— Ferme-la, le génie, je te préviens. »
Rothstein pensa : Et s’il tire ? Plus de cachets. Plus de regrets d’un passé jonché de relations brisées comme autant d’épaves de voitures accidentées. Plus d’écriture obsessionnelle non plus, de carnets accumulés tels des petits tas de crottes de lapin disséminés le long d’un sentier dans les bois. Une balle dans la tête, ce serait peut-être pas si mal. Mieux qu’un cancer ou qu’alzheimer, la hantise première de quiconque a gagné sa vie grâce à son esprit. Bien sûr, ça ferait les gros titres, et j’en ai récolté à la pelle avant même ce maudit article du Time… mais s’il tire, j’aurai pas à les lire.

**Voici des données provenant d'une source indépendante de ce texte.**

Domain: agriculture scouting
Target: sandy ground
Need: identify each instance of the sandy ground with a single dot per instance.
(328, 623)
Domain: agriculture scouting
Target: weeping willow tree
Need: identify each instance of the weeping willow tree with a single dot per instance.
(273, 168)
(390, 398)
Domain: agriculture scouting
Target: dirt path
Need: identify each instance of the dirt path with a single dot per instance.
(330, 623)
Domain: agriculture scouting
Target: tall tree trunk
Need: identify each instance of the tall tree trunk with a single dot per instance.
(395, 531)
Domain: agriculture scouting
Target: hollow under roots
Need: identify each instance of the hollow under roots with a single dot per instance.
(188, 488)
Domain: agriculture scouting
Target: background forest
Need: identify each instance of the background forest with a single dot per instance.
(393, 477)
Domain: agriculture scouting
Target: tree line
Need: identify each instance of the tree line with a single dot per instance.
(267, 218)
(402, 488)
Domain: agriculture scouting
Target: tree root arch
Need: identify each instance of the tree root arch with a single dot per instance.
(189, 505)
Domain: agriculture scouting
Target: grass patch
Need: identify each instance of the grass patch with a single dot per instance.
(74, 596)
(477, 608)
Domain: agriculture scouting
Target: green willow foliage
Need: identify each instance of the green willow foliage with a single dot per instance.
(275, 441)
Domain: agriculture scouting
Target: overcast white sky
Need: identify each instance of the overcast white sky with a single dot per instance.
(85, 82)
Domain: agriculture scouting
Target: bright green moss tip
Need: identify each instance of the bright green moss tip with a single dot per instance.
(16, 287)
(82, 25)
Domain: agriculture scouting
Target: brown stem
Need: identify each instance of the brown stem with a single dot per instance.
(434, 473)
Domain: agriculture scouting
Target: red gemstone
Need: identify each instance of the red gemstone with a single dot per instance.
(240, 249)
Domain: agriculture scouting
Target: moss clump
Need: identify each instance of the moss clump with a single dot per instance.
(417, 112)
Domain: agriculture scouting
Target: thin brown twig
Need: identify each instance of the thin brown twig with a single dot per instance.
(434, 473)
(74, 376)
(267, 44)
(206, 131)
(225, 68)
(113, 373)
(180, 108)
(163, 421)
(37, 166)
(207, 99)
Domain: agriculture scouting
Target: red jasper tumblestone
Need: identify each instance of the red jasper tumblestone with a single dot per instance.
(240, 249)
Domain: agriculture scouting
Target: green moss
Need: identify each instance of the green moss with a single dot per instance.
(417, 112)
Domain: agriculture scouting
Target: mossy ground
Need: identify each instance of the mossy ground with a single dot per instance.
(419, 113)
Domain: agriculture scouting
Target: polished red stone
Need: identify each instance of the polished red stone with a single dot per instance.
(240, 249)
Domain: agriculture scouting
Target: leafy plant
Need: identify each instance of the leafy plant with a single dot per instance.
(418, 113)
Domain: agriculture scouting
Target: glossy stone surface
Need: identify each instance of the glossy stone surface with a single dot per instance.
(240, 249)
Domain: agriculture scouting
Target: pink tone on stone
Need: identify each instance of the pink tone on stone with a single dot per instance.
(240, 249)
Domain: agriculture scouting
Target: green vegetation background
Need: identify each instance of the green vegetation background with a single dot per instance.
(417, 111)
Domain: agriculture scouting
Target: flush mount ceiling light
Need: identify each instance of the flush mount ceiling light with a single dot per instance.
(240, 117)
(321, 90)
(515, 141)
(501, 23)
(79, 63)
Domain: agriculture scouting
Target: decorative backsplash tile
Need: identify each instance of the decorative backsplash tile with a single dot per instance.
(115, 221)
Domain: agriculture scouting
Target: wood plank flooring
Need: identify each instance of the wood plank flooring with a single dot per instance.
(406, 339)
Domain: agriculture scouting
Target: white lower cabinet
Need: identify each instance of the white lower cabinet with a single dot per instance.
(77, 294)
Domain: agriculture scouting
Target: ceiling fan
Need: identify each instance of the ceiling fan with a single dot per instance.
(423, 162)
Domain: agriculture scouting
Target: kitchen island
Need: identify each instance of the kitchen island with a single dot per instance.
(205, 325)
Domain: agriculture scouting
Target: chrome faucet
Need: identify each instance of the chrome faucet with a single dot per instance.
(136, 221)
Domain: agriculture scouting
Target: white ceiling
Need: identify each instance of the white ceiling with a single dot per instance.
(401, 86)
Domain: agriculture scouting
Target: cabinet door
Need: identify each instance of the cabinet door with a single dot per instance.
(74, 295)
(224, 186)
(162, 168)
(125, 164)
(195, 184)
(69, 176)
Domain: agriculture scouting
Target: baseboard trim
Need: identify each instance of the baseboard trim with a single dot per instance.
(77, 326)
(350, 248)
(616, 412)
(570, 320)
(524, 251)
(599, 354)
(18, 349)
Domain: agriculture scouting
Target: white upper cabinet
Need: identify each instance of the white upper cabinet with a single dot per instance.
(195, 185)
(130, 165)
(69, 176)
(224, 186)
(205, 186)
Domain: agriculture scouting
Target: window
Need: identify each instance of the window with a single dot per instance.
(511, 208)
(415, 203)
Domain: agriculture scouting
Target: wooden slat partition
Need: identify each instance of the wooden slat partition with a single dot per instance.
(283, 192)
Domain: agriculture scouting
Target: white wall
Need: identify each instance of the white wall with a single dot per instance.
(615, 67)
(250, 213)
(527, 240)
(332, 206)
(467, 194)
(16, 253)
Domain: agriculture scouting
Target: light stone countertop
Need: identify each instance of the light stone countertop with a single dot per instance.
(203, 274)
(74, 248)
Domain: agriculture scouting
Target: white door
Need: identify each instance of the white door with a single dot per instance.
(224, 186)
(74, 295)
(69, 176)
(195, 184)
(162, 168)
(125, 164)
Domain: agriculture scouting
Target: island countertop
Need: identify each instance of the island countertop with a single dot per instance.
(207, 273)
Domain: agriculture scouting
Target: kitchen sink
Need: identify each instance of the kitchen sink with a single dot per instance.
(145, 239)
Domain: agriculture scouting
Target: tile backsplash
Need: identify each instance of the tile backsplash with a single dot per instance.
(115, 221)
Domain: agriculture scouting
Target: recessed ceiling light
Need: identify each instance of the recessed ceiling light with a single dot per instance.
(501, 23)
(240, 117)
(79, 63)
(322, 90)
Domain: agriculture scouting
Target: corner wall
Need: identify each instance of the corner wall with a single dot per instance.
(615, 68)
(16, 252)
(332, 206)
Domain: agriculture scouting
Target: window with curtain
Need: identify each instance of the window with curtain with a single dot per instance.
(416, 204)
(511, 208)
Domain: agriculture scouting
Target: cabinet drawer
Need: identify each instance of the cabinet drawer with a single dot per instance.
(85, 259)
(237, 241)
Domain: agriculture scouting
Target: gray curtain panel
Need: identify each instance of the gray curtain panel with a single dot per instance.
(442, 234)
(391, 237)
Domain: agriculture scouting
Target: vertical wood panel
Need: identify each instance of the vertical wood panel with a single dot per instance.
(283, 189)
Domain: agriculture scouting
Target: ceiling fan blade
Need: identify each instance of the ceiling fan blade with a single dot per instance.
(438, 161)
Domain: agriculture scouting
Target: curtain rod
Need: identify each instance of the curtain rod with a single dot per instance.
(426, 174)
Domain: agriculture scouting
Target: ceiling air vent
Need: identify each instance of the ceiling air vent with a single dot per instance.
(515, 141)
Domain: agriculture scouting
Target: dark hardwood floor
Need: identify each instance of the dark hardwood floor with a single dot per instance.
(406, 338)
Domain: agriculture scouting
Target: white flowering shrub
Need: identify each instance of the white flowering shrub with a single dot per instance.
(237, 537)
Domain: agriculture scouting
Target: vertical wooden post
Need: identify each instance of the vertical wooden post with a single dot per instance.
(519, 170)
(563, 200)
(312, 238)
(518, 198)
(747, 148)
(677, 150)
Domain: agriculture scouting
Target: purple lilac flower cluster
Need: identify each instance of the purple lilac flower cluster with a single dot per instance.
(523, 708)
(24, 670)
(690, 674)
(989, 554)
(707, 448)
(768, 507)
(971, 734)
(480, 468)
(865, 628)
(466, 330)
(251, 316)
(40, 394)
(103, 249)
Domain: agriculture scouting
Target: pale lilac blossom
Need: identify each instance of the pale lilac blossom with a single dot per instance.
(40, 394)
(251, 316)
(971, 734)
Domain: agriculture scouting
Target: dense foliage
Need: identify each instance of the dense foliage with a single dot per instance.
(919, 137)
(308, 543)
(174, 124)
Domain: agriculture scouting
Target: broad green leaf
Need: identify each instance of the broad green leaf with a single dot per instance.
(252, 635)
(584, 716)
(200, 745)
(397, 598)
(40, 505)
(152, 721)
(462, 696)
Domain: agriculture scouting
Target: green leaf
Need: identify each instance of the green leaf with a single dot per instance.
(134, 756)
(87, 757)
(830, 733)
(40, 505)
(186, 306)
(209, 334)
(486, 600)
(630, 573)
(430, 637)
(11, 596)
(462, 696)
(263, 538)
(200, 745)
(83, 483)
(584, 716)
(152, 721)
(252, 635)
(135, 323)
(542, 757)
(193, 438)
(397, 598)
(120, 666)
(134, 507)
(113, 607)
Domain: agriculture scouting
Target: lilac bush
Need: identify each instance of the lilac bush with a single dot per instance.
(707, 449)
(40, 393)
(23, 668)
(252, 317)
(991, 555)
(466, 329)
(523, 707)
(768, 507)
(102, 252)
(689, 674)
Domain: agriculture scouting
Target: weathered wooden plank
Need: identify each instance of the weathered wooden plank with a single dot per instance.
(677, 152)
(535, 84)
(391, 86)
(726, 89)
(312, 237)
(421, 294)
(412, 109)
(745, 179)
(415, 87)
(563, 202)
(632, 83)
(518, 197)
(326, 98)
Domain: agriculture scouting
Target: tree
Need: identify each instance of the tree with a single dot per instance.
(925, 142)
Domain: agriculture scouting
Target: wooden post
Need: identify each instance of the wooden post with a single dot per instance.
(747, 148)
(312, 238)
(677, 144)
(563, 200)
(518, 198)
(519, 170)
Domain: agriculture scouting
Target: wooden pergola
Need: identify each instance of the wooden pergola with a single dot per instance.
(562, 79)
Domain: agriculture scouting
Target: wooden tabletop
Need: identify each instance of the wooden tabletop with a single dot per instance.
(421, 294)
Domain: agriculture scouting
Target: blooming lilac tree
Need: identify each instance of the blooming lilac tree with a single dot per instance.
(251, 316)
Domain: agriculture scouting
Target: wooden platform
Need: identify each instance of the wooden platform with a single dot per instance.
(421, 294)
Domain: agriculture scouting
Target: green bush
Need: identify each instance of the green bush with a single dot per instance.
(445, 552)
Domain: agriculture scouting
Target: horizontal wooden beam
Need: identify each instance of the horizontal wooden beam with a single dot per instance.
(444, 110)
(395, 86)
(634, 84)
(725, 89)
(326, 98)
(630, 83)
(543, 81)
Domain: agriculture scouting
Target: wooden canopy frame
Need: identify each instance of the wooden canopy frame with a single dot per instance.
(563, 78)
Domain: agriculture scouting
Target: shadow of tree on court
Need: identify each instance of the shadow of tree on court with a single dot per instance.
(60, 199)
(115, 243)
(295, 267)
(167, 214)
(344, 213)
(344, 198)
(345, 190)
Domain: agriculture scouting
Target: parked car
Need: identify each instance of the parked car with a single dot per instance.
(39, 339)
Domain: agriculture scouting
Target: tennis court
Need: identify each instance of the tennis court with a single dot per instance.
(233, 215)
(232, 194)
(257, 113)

« Vous êtes un imbécile », dit Rothstein. Tout à coup, il éprouvait une sorte d’extase. « Vous vous croyez plus intelligent que les deux autres, mais vous l’êtes pas. Eux au moins comprennent que l’argent, ça se dépense. » Il se pencha en avant, fixant du regard ce visage pâle éclaboussé de taches de rousseur. « Tu sais quoi, gamin ? C’est les types comme toi qui font une mauvaise réputation à la lecture.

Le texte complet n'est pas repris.